Dr Gemma Bird – 01.07.2021
Samos is an island that has become synonymous with bordering. Like the other four ‘hotspots’ of Lesvos, Chios, Leros and Kos, since the signing of the EU-Turkey deal in 2016 the Greek island has been used as a space to hold people hoping to claim asylum in the European Union. Whilst prior to 2016 people would only transit through here, now they find themselves stuck for 2, 3, 4 years awaiting a decision on their asylum and the next stages of their life. In the first few months of 2020 over 7600 people were ‘housed’ in the Vathi Reception and Identification Centre (RIC), a space built to shelter only 648. Like the other four islands at the time, the overcrowding made the situation unbearable, with long queues for food, for access to showers, to doctors, even to toilets, as well as with an underlying tension and the very real possibility of fires and riots. On arrival on the island people were expected to find themselves a tent, a space to set it up, and to do that in either the extreme heat of summer, or the extreme storms of winter. Whilst the situation now (in July 2021) is somewhat different, less overcrowded with closer to 1000 people housed in the RIC and surrounding ‘jungle’ space the insecurity, the fear and the tension remains. Against this backdrop the need for additional support from NGOs and grassroots groups is both clear and vital.

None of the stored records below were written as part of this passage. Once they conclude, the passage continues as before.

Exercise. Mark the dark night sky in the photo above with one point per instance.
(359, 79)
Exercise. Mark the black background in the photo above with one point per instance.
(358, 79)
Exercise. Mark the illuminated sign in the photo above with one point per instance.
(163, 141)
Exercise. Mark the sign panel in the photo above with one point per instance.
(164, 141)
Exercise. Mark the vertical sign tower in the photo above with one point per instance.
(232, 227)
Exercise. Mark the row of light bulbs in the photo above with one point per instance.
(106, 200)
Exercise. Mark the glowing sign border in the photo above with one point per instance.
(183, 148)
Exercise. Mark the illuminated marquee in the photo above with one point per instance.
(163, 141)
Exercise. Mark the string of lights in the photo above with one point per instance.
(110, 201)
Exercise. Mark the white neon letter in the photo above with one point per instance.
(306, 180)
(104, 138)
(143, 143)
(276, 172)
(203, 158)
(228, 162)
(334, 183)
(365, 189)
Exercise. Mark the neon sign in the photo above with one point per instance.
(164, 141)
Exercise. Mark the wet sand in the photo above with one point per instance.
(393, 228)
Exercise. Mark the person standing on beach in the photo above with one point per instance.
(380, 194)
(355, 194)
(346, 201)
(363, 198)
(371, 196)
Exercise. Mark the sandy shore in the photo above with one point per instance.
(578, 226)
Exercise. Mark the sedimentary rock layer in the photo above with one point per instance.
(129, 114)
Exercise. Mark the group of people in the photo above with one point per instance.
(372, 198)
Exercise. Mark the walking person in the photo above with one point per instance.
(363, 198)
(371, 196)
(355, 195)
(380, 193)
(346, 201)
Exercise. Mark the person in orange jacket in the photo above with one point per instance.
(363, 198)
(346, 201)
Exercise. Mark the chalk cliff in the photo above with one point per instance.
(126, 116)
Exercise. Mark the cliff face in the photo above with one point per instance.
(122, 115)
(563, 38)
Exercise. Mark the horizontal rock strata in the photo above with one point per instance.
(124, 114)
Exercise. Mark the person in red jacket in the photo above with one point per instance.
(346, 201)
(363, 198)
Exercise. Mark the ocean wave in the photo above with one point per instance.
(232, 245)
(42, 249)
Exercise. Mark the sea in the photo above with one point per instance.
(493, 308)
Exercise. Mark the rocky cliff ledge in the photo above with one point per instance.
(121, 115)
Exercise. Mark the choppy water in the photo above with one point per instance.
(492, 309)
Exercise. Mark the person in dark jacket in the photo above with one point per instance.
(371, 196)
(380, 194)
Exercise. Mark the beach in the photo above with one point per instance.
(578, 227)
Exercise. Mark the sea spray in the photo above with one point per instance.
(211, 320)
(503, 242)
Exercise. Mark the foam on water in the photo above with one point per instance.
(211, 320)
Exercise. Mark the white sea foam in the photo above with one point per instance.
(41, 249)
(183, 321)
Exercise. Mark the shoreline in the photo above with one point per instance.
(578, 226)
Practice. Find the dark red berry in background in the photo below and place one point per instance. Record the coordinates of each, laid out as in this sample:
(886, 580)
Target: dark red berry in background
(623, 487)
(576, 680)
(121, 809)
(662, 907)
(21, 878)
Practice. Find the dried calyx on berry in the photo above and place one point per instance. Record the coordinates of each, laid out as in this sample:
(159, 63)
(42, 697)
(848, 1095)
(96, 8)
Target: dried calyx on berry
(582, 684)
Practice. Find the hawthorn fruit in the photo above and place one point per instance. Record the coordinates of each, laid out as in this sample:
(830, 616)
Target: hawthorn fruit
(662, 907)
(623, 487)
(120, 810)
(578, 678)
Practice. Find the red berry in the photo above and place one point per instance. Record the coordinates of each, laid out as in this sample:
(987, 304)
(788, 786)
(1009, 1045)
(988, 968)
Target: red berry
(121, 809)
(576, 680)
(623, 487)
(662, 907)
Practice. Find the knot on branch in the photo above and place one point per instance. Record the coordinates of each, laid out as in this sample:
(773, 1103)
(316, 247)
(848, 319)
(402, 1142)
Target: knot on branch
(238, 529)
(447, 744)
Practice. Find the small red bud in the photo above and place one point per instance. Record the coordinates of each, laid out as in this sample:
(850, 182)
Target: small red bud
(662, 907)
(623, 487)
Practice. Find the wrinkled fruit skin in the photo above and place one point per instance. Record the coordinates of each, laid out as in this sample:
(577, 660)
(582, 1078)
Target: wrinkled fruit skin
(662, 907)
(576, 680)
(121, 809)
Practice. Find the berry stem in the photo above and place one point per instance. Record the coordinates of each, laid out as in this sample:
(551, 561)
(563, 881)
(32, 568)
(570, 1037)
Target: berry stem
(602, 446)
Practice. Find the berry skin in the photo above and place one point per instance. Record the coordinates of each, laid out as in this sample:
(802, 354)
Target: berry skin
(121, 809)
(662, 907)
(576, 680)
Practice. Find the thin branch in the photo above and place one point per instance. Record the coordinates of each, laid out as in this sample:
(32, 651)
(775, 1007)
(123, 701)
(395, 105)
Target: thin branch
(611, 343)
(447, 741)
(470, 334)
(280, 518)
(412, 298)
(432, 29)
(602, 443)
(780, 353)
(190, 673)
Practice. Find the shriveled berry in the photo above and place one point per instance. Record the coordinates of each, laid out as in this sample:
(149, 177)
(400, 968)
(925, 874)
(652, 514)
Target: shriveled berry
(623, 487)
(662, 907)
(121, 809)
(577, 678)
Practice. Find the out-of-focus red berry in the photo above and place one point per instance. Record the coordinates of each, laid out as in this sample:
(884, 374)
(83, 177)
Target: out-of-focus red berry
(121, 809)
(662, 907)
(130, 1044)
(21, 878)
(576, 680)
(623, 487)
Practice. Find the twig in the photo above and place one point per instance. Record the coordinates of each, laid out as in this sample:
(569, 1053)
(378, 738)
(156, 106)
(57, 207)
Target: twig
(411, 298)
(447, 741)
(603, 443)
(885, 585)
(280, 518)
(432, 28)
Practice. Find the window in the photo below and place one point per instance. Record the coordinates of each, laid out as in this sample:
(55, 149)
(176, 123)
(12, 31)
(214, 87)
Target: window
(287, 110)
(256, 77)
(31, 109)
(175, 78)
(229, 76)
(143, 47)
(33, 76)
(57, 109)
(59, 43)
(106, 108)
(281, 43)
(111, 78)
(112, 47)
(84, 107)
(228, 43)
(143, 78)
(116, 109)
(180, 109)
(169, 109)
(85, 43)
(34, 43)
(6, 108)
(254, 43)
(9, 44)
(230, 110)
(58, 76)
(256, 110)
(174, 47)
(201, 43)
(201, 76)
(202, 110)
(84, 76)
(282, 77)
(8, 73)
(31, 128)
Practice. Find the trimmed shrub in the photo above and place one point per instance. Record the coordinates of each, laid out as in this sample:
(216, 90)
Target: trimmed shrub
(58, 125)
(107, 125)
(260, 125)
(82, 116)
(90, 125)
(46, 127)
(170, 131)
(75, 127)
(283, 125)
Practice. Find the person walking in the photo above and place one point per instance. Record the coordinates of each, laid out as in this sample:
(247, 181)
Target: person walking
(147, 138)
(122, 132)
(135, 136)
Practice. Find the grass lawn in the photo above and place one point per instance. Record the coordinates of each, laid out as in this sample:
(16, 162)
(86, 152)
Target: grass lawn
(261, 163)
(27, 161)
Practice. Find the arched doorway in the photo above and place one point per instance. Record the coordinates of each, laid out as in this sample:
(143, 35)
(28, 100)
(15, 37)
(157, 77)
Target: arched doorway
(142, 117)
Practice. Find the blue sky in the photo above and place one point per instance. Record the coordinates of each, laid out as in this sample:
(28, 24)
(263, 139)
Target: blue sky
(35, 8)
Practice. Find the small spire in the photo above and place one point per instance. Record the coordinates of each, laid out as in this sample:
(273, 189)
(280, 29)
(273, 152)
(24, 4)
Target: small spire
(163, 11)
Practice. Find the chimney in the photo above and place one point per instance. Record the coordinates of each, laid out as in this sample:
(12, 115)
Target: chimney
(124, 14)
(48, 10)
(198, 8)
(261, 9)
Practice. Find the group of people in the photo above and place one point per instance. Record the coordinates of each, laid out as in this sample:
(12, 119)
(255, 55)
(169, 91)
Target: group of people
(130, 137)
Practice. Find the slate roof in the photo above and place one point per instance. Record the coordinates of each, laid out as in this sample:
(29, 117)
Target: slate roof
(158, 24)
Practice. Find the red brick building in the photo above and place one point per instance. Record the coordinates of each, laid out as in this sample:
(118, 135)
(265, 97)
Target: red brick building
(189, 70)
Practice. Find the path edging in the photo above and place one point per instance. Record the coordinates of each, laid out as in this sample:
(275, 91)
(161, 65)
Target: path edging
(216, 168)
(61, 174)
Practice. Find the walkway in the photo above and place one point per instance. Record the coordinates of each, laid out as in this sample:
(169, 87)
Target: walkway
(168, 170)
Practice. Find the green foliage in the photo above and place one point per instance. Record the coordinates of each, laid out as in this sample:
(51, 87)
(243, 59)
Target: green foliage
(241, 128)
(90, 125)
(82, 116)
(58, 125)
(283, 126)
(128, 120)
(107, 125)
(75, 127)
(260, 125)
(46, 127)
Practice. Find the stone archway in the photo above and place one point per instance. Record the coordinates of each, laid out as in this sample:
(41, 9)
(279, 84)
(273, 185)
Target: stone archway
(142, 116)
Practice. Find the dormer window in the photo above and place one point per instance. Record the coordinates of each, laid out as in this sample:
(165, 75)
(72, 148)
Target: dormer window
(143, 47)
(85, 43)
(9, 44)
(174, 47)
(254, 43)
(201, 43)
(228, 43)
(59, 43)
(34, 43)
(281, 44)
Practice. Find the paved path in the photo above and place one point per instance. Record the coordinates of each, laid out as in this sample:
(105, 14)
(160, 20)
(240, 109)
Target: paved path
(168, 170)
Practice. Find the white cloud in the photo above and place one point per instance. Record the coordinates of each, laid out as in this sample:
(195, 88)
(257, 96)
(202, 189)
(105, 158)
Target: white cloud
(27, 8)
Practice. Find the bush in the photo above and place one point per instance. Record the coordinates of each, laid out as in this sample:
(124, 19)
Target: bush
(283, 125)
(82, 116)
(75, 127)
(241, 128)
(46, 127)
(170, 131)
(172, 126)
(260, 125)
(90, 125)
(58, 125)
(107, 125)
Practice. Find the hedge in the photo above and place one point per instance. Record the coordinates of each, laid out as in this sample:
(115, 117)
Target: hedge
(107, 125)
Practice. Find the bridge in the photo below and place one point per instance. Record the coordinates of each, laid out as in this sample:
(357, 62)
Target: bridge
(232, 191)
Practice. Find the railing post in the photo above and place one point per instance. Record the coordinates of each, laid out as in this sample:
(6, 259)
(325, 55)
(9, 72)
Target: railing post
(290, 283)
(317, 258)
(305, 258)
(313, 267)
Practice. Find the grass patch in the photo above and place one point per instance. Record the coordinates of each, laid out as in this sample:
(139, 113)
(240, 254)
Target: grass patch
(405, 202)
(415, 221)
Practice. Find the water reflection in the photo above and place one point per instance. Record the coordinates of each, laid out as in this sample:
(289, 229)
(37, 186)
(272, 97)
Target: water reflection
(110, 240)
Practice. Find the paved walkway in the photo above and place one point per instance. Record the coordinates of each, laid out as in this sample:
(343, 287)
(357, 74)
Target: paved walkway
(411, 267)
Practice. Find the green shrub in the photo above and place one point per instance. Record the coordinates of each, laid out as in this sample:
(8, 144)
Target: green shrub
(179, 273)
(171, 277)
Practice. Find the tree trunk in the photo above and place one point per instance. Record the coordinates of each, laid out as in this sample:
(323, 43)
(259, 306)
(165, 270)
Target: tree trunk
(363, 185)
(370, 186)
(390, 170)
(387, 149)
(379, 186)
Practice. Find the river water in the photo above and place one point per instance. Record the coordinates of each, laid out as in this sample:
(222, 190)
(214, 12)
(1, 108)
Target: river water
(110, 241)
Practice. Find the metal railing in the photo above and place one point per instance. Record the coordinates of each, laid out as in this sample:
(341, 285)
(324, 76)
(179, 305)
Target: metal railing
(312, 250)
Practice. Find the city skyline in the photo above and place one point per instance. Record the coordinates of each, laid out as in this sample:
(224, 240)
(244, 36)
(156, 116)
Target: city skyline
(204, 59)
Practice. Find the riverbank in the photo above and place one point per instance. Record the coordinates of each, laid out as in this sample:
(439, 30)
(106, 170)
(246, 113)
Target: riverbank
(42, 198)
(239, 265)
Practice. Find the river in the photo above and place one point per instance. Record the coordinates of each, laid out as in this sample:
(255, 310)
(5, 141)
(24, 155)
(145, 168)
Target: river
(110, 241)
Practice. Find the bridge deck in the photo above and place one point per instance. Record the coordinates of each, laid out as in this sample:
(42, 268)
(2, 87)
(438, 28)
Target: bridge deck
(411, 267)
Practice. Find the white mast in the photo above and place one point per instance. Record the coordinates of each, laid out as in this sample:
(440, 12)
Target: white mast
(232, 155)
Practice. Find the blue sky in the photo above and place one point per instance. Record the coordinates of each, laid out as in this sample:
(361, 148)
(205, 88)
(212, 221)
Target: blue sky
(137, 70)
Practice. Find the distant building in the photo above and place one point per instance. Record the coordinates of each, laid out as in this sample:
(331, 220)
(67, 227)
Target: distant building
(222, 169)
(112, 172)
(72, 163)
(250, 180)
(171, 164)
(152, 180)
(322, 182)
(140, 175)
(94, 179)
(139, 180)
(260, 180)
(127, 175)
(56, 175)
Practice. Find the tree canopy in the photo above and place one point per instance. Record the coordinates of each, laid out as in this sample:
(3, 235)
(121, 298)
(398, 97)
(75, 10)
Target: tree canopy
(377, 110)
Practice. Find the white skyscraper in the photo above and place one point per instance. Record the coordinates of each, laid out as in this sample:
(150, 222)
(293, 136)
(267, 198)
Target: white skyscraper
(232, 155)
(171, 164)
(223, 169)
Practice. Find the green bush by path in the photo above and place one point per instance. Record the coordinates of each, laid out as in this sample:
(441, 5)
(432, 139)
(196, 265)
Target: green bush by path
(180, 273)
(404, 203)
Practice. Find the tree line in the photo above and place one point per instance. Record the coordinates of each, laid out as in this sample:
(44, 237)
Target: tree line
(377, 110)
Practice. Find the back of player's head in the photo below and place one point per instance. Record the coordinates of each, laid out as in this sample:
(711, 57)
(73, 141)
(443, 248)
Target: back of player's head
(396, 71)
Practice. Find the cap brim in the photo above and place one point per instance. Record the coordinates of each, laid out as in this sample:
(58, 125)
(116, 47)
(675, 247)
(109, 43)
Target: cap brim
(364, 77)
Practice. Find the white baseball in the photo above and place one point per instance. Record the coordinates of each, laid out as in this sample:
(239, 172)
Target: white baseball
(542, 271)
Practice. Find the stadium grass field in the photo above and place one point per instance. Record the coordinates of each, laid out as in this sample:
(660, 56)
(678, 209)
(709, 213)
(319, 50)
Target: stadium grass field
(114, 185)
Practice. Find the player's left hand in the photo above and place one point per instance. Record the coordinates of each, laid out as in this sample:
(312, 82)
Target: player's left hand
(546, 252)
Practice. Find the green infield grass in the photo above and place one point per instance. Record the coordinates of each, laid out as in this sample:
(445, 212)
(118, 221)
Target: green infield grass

I have been regularly coming to Samos as a researcher since 2018, and combining this with volunteering for grassroots organisations supporting displaced people stuck on the island since January 2019. I have been here in the winter when the rain envelops peoples tents, when socks get so wet and muddy that they can never be dried out. When rats bite children in their sleep and the piercing cold makes it impossible to sleep in tents. I have also been here in the summer when the searing 40 degree heat leads to dehydration, when the rats are joined by snakes and scorpions and when the often inedible food provided by the catering company in the camp moulds on the sides of pathways, rotting in the midday sun.
In these conditions people face hunger and malnutrition but they also face the pain of having their cultural identity, often closely linked to food, ripped away from them. What I believe is special about Project Armonia is the opportunity to create a space in which people can not only access healthy food, but work together to create food that evokes memories of home. The community that Project Armonia has been able to build, one grounded in trust, in communication, in respect, in working with rather than for people, in friendship, provides a space in which we can all learn and create together. But also a space where tasty and nutritious food can be created for the people who need it most, people who may otherwise struggle to access proper nutrition. This combination of community and basic service provision provides a model for rethinking provision and support and it is one that could, and should be replicated elsewhere.